I look at him. “You’re replacing everything?”

“All the stuff that was in here, it’s black, Cal. Had to junk it or punt it on. Even if I could bring it back, I wouldn’t want all that old shite making the place look untidy.” Paulo moves away from me, opening his arms, a kid about to show off his imaginary new toys. “Let me give you the guided tour.”

“If you feel you have to.”

“You don’t have a choice,” he says, and gestures towards the middle of the gym with his coffee. “Ready?”

“As I’ll ever be.”

“Right, two new rings over here — a nineteen-foot championship AIBA one and a sixteen-footer. Can’t be big enough. You’ve seen the lads coming in here, they’re fuckin’ monsters. Must be something in the water. We’re also going to have another floor ring, like fourteen foot, for training purposes.”

“Hang on a second, should I be taking notes?”

“Yeah, there’ll be a test later, so pay attention. A line of speedballs down the right side there, then the heavy bags and super heavy bags next to them. I’m talking all the good stuff too, Callum. Brand name stuff, no expense spared.” He turns to the back of the club, and now he’s a stewardess pointing out the emergency exits. “Custom-built fuck-off huge locker where we’ll put the hook and jab pads, headgear, ropes, all that. And the changing rooms, all new lockers in there, new benches—”

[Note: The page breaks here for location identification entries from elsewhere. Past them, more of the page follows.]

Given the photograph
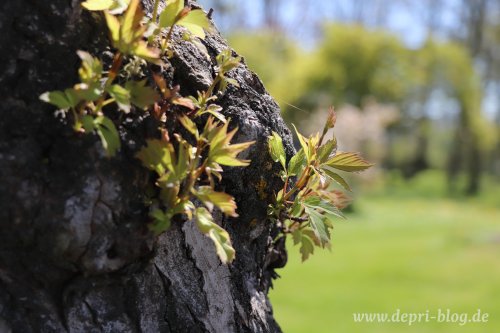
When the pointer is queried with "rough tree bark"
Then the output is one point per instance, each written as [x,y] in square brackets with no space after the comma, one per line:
[75,253]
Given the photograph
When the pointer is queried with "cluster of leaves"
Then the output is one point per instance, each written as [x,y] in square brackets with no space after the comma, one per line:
[180,166]
[308,209]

“This is all coming straight out of the catalogue?”

“Thought I might as well start fresh.”

“Sounds pricey.”

Paulo’s smile stays on his face, but he lets out a long breath. “You would not
believe
.”

“And you can afford this?”

He walks back to me, swirls his coffee around the bottom of his cup, then takes another drink. “Mostly. Sold a bit of gear second-hand, got some grant applications sorted, a few more pending. Looking to turn this place into more what Shapiro’s got in the States, like a place we can hold local amateur smokers, all that.”

“So it’s on tick.”

“Hey, the press get interested, I was hoping to raise a little more cash at the opening.”

“You’re a registered charity now, are you?”

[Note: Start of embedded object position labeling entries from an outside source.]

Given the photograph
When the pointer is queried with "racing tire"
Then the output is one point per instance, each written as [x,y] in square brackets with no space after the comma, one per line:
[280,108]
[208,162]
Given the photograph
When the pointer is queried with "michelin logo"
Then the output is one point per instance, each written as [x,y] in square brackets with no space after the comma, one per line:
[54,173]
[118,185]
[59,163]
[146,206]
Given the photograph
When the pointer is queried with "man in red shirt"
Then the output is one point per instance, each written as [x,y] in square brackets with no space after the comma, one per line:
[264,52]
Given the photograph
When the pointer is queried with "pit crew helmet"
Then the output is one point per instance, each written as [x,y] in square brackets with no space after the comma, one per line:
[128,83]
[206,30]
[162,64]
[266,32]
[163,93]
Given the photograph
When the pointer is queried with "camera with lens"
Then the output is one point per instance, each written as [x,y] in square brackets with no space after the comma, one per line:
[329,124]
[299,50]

He pulls a flyer from his arse pocket, hands it to me. Looks like one of the lads who used to come into the club did it — Sean. Kid’s an art geek, doing a foundation course at college, got a thing about a bloke called Richard Hamilton. And Sean’s taken a liberty with The Smiths, plastered them in pieces across the flyer. I don’t know that it’s going to get many people round, but it’s eye-catching, I’ll give him that.

“You had any bites yet?”

“Nah,” says Paulo. “The
Evening News
are a bunch of bastards.”

“The ENS thing.”

Paulo pulls a face. “Try to do a bit of good, inject a little pride back into the community and who gets his picture in the paper? Jeffrey fuckin’ Briggs.”

“He’s a local personality.”

Paulo stares at me. I smile.

“Good,” he says. “For a second there, I thought you were serious. Now you’re going to turn up, aren’t you?”

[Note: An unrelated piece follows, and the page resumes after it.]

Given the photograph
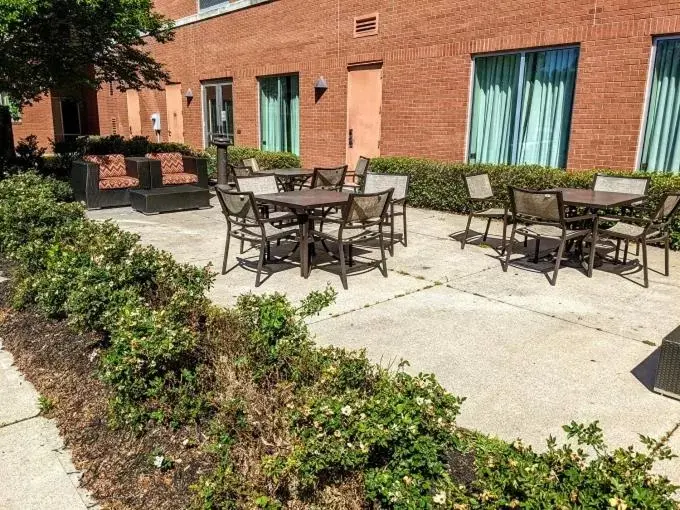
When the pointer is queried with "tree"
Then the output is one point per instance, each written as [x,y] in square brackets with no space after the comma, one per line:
[66,45]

“If there’s a hedgehog, I’m there.”

“I think we can do better than a hedgehog, Cal.”

“A wine box?”

“Maybe.”

“Red or white?”

“Push the boat out, we’ll have
both
.”

I push the flyer into my back pocket. “Then I might pop by.”

“You better. I don’t want to be standing around here on my lonesome.”

I slap Paulo’s shoulder. “I’m sure everything’ll work out fine.”

“I hope so.”

There’s a pause. Paulo seems to be watching his feet. The bloke looks funny, like he’s got something to say, but he hasn’t worked out what it is yet. There’s tension in his face, so much I think he’s going to have a heart attack if he doesn’t spit it out soon enough. I’m about to tell him that when he beats me to it.

“Look,” he says, “when we’re open again, d’you think you’ll come back?”

“To work?”

He looks up, regards me. “Yeah. Why, do you need the work now?”

I think about Plummer, what I told him last night. I did promise to chuck the job if I got hurt again. And it’s really only a matter of time before that happens. “I might soon. But it’s no big deal.”